Enchanting and magical. That’s the only way I can describe what it felt like to be inside the caves.
We booked a tour with Real Journeys when we got to Te Anau, but I’d recommend booking in advance as for safety reasons only a certain amount of people can be taken into the caves at one time. In saying this, there are multiple departures per day, so chances are you won’t be disappointed.
One pleasant surprise was that we had to take a scenic 20-30 cruise across Lake Te Anau, complete with running commentary on the area, to get to the caves. Although it was windy, standing on the deck getting blown about was worth it to see the towering mountains and lush greenery surrounding us. I feel like such a snob when I say the lake did not impress me. After seeing the vibrant blue lakes and rivers like Tekapo and Shotover, this was just another lake. I fear so many lakes will never live up to the high expectations I have after seeing the others.

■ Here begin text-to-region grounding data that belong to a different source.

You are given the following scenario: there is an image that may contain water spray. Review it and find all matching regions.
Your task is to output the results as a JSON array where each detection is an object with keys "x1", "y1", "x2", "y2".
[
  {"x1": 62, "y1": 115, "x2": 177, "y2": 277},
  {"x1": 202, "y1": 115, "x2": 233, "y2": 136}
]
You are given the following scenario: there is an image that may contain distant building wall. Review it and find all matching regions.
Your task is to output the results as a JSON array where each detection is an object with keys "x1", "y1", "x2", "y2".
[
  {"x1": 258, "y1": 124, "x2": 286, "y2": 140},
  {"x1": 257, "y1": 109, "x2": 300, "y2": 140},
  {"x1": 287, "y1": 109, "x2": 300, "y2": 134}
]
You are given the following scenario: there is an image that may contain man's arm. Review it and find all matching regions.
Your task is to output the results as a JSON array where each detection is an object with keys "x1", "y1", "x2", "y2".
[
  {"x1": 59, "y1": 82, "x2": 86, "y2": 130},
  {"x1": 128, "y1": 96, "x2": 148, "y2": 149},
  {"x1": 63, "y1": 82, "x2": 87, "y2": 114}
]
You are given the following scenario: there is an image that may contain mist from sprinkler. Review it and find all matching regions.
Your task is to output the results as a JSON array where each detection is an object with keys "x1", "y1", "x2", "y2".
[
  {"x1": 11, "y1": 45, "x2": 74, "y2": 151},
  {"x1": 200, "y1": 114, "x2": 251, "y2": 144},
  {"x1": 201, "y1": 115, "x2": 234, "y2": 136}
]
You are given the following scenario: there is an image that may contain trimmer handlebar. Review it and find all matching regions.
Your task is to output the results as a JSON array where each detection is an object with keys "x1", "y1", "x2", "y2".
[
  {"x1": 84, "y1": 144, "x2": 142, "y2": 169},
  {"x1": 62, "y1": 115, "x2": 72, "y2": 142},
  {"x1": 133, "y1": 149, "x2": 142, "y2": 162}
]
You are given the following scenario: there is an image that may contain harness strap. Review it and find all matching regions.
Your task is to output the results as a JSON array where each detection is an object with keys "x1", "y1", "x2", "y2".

We choose to be the last group to go into the caves so we could listen and watch the presentation before we went into the caves. I’d definitely recommend doing this so you know what you are seeing in the caves. On second thought, if I went into the caves first I would have remained blissfully ignorant to the fact those shining lights are actually part of a maggot . Seeing photos and videos of these … maggots … with the lights on revealed them in all their slimy, wormy, mucusy, hungry, territorial and cannibalistic glory, and to be honest, it was gross.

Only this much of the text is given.